1

I currently have an XML feed that is being used and within it I have a node that contains a bunch of text with <p> tags. However after each tag there seems to be a space which is causing issues. Example XML document is below:

<Text>
<p> Sample Text.</p> <p> Sample Text..</p> <p> Sample Text.</p> <p> Sample Text.</p> <p> Sample Text.</p>
</Text>

I would like to convert the data in "text" node to be as below by removing the space at the start of each <p> tag.

<Text>
<p>Sample Text.</p> <p>Sample Text.</p> <p>Sample Text.</p> <p>Sample Text.</p> <p>Sample Text.</p>
</Text>

Can anyone please help me with this?

Thanks

Dimitre Novatchev
  • 240,661
  • 26
  • 293
  • 431
user723858
  • 1,017
  • 3
  • 23
  • 45
  • Related question: http://stackoverflow.com/questions/4409482/how-to-trim-in-xslt – DRCB Jul 03 '12 at 09:27
  • 2
    On a general note: You might want to accept more ansers. Currently you have asked 16 questions but only accepted 3 answers. This is not very nice. – Tomalak Jul 03 '12 at 10:24
  • 1
    Thank you Dimitre, I have corrected my acceptance status too apologies to all who have answered my questions I do really appreciate this :-) – user723858 Jul 03 '12 at 13:14

5 Answers5

2

I. Non-recursive XSLT 1.0 solution that removes the starting group of any number of consecutive spaces:

<xsl:stylesheet version="1.0"
 xmlns:xsl="http://www.w3.org/1999/XSL/Transform">
 <xsl:output omit-xml-declaration="yes"/>

 <xsl:template match="node()|@*">
     <xsl:copy>
       <xsl:apply-templates select="node()|@*"/>
     </xsl:copy>
 </xsl:template>

 <xsl:template match="p/text()">
  <xsl:value-of select=
   "substring-after
     (.,
      substring-before
        (.,
         substring
           (translate(., ' ', ''), 1, 1)
         )
      )"/>
 </xsl:template>
</xsl:stylesheet>

When applied on the provided XML document:

<Text>
    <p> Sample Text.</p> <p> Sample Text..</p> <p> Sample Text.</p> <p> Sample Text.</p> <p> Sample Text.</p>
</Text>

the wanted, correct result is produced:

<Text>
    <p>Sample Text.</p> <p>Sample Text..</p> <p>Sample Text.</p> <p>Sample Text.</p> <p>Sample Text.</p>
</Text>

Explanation:

The idea is to:

  1. Obtain the first non-space character.

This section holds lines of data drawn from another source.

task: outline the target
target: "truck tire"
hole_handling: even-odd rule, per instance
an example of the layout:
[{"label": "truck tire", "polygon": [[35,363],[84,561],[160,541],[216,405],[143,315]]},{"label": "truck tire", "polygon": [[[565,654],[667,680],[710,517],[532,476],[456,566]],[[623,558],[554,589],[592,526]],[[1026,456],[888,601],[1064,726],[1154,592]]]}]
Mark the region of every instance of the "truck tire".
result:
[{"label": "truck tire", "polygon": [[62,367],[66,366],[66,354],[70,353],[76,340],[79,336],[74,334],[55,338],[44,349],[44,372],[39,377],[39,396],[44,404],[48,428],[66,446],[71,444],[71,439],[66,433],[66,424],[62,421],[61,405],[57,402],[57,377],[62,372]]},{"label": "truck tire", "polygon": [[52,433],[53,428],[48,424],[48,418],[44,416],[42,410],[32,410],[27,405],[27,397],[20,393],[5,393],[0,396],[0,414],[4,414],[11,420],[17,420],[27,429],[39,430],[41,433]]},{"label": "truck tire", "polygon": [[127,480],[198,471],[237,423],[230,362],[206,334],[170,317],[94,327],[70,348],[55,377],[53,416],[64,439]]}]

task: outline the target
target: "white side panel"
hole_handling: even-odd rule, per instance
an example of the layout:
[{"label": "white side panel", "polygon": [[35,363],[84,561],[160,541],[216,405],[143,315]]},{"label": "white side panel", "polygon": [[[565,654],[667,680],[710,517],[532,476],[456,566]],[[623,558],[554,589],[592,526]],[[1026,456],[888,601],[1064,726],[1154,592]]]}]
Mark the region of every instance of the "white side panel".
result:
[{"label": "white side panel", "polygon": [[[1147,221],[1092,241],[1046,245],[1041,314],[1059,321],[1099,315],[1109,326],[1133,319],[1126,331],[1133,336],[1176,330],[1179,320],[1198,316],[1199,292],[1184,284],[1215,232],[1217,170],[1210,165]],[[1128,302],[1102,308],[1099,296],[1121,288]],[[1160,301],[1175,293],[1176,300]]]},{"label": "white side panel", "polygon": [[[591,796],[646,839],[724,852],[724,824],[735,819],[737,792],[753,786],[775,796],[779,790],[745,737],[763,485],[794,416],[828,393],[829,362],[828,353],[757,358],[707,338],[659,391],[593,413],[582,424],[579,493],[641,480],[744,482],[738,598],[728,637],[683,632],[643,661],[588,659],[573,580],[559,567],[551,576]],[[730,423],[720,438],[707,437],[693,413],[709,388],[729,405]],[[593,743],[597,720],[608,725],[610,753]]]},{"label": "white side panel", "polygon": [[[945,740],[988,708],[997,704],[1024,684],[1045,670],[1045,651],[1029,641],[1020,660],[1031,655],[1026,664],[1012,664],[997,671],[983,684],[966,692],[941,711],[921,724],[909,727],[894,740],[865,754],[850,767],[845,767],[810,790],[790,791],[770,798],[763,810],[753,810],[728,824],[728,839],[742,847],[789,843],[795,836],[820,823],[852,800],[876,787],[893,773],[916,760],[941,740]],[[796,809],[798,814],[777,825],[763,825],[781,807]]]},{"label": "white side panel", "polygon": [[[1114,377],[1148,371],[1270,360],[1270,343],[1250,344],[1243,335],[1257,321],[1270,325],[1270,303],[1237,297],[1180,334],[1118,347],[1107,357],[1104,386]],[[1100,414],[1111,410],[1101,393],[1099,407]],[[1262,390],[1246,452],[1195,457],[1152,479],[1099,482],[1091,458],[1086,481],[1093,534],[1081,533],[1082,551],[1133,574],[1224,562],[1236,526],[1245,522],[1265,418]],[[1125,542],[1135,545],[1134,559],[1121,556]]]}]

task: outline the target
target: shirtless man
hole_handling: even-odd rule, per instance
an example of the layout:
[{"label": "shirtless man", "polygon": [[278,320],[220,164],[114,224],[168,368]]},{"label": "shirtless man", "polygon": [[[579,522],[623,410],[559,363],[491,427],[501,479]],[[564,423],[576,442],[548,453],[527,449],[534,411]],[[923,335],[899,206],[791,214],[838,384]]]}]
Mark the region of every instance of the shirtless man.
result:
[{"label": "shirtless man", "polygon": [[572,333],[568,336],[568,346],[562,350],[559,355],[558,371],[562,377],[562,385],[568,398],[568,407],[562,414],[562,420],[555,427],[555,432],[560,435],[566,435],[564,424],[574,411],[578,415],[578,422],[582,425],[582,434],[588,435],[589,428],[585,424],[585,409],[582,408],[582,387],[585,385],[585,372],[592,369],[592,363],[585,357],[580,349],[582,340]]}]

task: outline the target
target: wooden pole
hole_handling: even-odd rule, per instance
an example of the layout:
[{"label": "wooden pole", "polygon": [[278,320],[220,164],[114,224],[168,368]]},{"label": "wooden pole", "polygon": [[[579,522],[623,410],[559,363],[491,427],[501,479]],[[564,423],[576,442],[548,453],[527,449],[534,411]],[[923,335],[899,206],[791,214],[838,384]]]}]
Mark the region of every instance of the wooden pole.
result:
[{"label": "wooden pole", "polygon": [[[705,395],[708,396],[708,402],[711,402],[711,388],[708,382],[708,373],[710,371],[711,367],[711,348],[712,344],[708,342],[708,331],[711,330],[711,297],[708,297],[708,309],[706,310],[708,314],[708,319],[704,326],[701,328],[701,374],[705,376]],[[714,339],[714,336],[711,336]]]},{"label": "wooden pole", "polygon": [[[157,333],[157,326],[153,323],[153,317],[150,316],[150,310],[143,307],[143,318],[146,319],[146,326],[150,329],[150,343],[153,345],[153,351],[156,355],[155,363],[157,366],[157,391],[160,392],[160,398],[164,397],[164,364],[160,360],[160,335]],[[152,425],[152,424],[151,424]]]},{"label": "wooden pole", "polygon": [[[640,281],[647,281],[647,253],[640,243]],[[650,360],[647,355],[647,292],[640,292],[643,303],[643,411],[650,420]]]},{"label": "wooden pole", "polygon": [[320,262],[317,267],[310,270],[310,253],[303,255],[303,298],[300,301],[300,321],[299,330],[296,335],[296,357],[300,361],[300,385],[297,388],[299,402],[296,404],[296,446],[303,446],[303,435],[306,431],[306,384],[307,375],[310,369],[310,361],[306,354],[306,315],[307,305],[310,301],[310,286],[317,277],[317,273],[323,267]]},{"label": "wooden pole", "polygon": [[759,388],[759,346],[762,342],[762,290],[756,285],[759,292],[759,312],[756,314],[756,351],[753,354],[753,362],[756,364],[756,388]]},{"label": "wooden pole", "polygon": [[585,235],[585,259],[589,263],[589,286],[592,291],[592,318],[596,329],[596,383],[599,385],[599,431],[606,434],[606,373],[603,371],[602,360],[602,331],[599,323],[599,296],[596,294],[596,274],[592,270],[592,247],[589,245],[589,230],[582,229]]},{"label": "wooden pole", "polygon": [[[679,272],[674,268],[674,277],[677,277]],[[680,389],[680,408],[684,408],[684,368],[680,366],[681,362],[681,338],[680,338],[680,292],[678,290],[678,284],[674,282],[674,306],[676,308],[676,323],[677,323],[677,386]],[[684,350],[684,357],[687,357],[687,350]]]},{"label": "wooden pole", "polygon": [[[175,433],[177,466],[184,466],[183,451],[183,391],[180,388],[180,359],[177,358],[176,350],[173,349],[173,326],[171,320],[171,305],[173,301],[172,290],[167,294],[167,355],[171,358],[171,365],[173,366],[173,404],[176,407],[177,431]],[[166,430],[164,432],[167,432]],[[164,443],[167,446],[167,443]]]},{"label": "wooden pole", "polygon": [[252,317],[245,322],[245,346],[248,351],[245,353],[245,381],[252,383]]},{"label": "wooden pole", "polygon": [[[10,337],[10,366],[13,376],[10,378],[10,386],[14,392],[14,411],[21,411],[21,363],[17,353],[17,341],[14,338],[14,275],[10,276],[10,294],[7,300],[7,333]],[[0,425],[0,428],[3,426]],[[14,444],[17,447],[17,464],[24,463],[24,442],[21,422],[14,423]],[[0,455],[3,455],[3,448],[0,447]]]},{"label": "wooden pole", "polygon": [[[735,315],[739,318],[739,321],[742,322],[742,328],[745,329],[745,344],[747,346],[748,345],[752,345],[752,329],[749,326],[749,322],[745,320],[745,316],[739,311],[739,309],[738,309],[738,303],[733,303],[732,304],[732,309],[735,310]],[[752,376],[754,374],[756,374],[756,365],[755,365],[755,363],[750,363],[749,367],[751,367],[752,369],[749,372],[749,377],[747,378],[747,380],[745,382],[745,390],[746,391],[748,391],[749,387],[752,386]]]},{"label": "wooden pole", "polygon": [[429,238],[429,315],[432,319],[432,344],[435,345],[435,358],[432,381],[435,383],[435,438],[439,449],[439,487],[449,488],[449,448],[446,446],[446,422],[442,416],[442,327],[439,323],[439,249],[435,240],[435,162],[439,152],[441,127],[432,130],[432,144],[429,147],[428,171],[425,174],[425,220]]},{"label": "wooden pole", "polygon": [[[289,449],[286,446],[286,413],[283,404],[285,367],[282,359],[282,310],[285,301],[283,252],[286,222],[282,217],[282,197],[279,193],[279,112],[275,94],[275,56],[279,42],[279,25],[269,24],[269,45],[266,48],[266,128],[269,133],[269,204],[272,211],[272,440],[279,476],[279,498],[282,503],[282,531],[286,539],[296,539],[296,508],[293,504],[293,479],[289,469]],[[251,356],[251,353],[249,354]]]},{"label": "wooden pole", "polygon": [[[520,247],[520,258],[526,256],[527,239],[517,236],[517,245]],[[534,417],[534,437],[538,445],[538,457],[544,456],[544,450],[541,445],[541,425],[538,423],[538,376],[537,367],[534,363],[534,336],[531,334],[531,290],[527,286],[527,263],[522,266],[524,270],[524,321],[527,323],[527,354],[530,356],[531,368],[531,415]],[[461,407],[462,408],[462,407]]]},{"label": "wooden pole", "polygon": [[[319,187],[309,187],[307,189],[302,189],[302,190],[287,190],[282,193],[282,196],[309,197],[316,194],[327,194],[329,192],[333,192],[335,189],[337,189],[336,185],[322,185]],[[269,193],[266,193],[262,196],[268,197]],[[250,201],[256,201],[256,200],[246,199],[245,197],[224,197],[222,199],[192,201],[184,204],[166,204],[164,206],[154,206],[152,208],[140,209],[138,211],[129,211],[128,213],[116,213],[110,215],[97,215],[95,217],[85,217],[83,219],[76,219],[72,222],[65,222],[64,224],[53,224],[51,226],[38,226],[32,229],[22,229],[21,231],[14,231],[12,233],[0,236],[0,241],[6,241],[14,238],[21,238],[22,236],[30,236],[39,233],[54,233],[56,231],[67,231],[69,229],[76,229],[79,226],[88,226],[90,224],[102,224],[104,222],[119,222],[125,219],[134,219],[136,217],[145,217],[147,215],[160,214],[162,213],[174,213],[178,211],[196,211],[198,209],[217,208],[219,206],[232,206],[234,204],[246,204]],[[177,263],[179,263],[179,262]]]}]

  2. Obtain the string of spaces preceding this character (obtained in 1.).

  3. Obtain the string that immediately follows that string of spaces (obtained in 2.).


II. XSLT 2.0 solution:

<xsl:stylesheet version="2.0"
    xmlns:xsl="http://www.w3.org/1999/XSL/Transform">
    <xsl:output omit-xml-declaration="yes"/>

 <xsl:template match="node()|@*">
     <xsl:copy>
       <xsl:apply-templates select="node()|@*"/>
     </xsl:copy>
 </xsl:template>

 <xsl:template match="p/text()">
  <xsl:sequence select="replace(., '^\s+(.+)$', '$1')"/>
 </xsl:template>
</xsl:stylesheet>

When this transformation is applied on the same XML document (above), the same correct result is produced:

<Text>
    <p>Sample Text.</p> <p>Sample Text..</p> <p>Sample Text.</p> <p>Sample Text.</p> <p>Sample Text.</p>
</Text>

Do note:

Martin Honnen has proposed to use:

replace(., '^\s+', '')

While this is shorter than:

replace(., '^\s+(.+)$', '$1')

the latter is more efficient, because it does a single replacement, while the former performs in general many individual replacements.

Update: The OP wasn't able to use the XSLT 2.0 solution, in a comment he writes:

I am now thinking that what appears to be a space may in fact be a tab, how would i go about checking this and then removing it?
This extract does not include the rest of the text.